Buffers and reagents. RPMI-1640, DMEM, penicillin-streptomycin (P/S), pooled human serum, TO-PRO-3 Stain, LIVE/DEAD Fixable Near-IR Dead Cell Stain Kit, LIVE/DEAD Fixable Aqua Dead Cell Stain Kit, 1-Step Ultra TMB-ELISA Substrate Solution and CaptureSelect IgG-CH1 PRO Affinity Matrix were purchased from Invitrogen. Recombinant human IL-2 was purchased from PeproTech. PKH26 Red Fluorescent Cell Linker Kit was purchased from Sigma-Aldrich. Ficoll-Paque was purchased from GE Healthcare. Accutase was purchased from StemCell Technologies Inc. MACS NK Cell Isolation Kit-II (negative selection) and B Cell Isolation Kit (CD19+ selection) were purchased from Miltenyi Biotec. Human serum complement, C5 depleted human serum, MicroVue SC5b-9 Plus ELISA, and recombinant human C1q were purchased from TECOmedical Group. EZ-Link NHS-PEG12-Biotin was purchased from Thermo Scientific. Papain and Nutridoma-SP were purchased from Roche Applied Science. HiLoad 16/60 Superdex 200 column, HiTrap Protein G HP Columns, StrepTrap HP Columns, HisTrap HP columns, and Protein G Sepharose 4 Fast Flow were purchased from GE Healthcare. Ceramic Fluoroapatite (CFT-II, 40 μM) was purchased from Bio-Rad. Biotinylated lectins (Lens culinaris agglutinin [LCA], Sambucus nigra agglutinin [SNA], Erythrina cristagalli lectin [ECL], and Aleuria aurantia lectin [AAL]) and SNA-Agarose were purchased from Vector Laboratories. Neuraminidase was purchased from New England Biolabs Inc. UDP-Galactose, CMP-Sialic Acid, β1,4-Galactosidase were purchased from Merck. StarGate cloning and expression system was purchased from IBA. CMD500L sensor chip was from Xantec.

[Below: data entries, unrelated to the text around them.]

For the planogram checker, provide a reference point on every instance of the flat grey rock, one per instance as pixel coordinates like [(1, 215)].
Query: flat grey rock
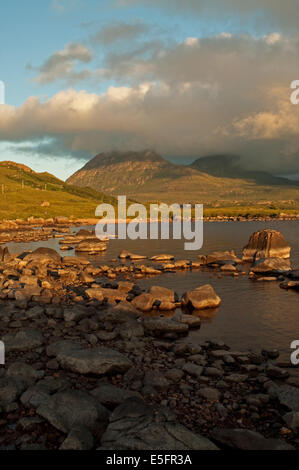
[(244, 439), (134, 425), (72, 408)]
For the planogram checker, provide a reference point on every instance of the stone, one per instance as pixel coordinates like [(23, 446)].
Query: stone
[(286, 395), (162, 257), (266, 244), (292, 420), (164, 326), (244, 439), (97, 361), (144, 302), (43, 256), (201, 298), (24, 340), (193, 369), (210, 394), (111, 396), (271, 266), (79, 438), (135, 425), (72, 408), (156, 380), (25, 372), (162, 294), (10, 390)]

Antibodies and streptavidin. RTX (MabThera, catalog 10129436) was purchased from Roche Applied Science. Monoclonal mouse anti–human C1q (catalog A201), biotinylated anti–human C1q (catalog A700), and anti–human-C3c (catalog A701) were purchased from TECOmedical Group. Anti–human IgG Fc-HRP (catalog A0170) was purchased from Sigma-Aldrich. Anti–CD20-PE-Cy7 (clone 2H7) was purchased from eBioscience. Polyclonal rabbit anti–mouse IgG (H+L)-Alexa Fluor 488 (catalog A-11059) was purchased from Invitrogen. Streptavidin-FITC (catalog 405202) and streptavidin-PE (catalog 405204) were purchased from BioLegend.

CDC assay. Raji or Ramos cells expressing the target antigen of RTX (CD20; Figure 3A) were used to assess RTX-mediated CDC. Therefore, 7 × 104 cells were placed in a humidified incubator at 37°C and 5% CO2 in RPMI-1640 containing P/S (50 U/ml) in 96-well V-bottom plates in the presence or absence of RTX or glycovariants of it. After 30 minutes, human serum complement was added to a final concentration of 5%, and the incubation was continued for 12 hours. For hu8-18C5–mediated CDC, 2 × 104 MO3.13 MOG cells were seeded in 96-well flat-bottom plates in DMEM plus 10% FCS. On the next day, the medium was removed, and DMEM containing 15% serum complement with or without hu8-18C5 or a glycovariant of it was added following incubation for 4 hours in a humidified incubator at 37°C and 5% CO2. For cell-death assessment, TO-PRO-3 stain was added to a final concentration of 200 nM. Cells were acquired using BD FACS Canto-II (BD Biosciences) and analyzed with FlowJo (Tree Star).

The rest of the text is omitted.